California was the first to launch, beginning implementation in March 2023 through its CalAIM waiver. The program covers contingency management for qualifying Medi-Cal members with any substance use disorder. So far, California remains the only approved state confirmed to have started delivering services under its waiver, but the other approved states are expected to follow.
This is a significant development. Medicaid coverage means the cost of incentives and program administration doesn’t fall entirely on clinics, removing what has historically been the biggest barrier. If these state programs demonstrate positive outcomes, broader adoption could follow. West Virginia’s application was denied, illustrating that approval isn’t guaranteed, but the trend is clearly toward expanding access.
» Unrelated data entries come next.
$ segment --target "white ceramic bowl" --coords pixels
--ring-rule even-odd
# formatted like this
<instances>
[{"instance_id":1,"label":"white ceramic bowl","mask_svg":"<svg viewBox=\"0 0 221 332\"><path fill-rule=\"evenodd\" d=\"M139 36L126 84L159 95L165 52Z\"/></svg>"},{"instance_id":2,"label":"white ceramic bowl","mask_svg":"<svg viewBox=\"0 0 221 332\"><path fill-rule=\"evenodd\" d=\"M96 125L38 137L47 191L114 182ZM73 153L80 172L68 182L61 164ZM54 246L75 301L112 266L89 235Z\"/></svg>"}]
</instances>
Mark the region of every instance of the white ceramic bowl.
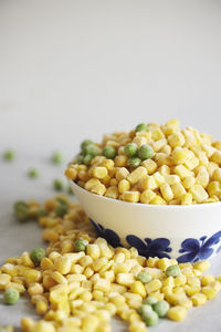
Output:
<instances>
[{"instance_id":1,"label":"white ceramic bowl","mask_svg":"<svg viewBox=\"0 0 221 332\"><path fill-rule=\"evenodd\" d=\"M157 206L126 203L72 189L98 236L112 246L136 247L145 257L179 262L212 258L221 249L221 203Z\"/></svg>"}]
</instances>

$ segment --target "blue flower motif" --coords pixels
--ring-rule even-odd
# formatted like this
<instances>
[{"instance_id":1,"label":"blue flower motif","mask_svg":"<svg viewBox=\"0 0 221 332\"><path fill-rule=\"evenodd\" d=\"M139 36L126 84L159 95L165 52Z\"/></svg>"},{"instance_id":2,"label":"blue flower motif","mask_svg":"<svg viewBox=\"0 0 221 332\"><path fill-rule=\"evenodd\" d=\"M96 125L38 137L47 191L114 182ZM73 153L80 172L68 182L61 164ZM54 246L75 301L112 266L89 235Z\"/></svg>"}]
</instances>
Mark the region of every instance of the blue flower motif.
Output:
<instances>
[{"instance_id":1,"label":"blue flower motif","mask_svg":"<svg viewBox=\"0 0 221 332\"><path fill-rule=\"evenodd\" d=\"M199 240L189 238L182 241L181 249L179 252L186 252L185 255L181 255L178 257L179 262L186 262L186 261L198 261L201 259L209 258L214 249L211 248L220 242L221 238L221 231L215 232L213 236L211 236L209 239L207 239L206 236L201 237ZM220 248L218 249L218 251Z\"/></svg>"},{"instance_id":2,"label":"blue flower motif","mask_svg":"<svg viewBox=\"0 0 221 332\"><path fill-rule=\"evenodd\" d=\"M123 247L120 243L120 238L114 230L108 229L108 228L105 229L101 224L94 222L94 220L92 220L91 218L90 218L90 221L94 226L94 229L98 237L107 240L107 242L114 248Z\"/></svg>"},{"instance_id":3,"label":"blue flower motif","mask_svg":"<svg viewBox=\"0 0 221 332\"><path fill-rule=\"evenodd\" d=\"M171 252L172 249L169 247L170 241L166 238L158 238L155 240L145 238L143 241L138 237L129 235L126 237L126 240L131 247L135 247L138 250L139 255L146 258L156 256L159 258L170 258L167 252Z\"/></svg>"}]
</instances>

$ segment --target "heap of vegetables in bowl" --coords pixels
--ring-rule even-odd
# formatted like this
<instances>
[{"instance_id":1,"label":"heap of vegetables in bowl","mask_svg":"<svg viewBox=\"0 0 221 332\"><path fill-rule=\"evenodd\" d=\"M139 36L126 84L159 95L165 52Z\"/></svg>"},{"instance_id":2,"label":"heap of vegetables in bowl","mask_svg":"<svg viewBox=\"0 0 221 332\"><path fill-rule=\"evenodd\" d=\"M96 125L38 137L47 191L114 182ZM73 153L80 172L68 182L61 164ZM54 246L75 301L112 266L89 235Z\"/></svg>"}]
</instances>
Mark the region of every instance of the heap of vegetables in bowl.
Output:
<instances>
[{"instance_id":1,"label":"heap of vegetables in bowl","mask_svg":"<svg viewBox=\"0 0 221 332\"><path fill-rule=\"evenodd\" d=\"M221 200L221 141L177 120L86 139L65 170L96 195L129 203L192 205Z\"/></svg>"}]
</instances>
What to Expect in a Program
If you or someone you know enters a contingency management program, the experience is relatively simple from the patient’s perspective. You’ll provide urine samples on a regular schedule, typically two or three times per week. After each clean result, you’ll either receive a voucher or draw slips from the fishbowl, depending on the program’s format. Prizes are usually exchanged for gift cards, everyday items from an on-site selection, or credit with approved vendors. Cash is generally not given directly.
Programs typically run for 12 to 24 weeks, though the duration varies. Throughout this period, you’ll usually participate in other forms of treatment as well, whether that’s individual counseling, group therapy, or medication management. Contingency management isn’t designed to replace these approaches. It’s designed to keep you engaged long enough for them to work.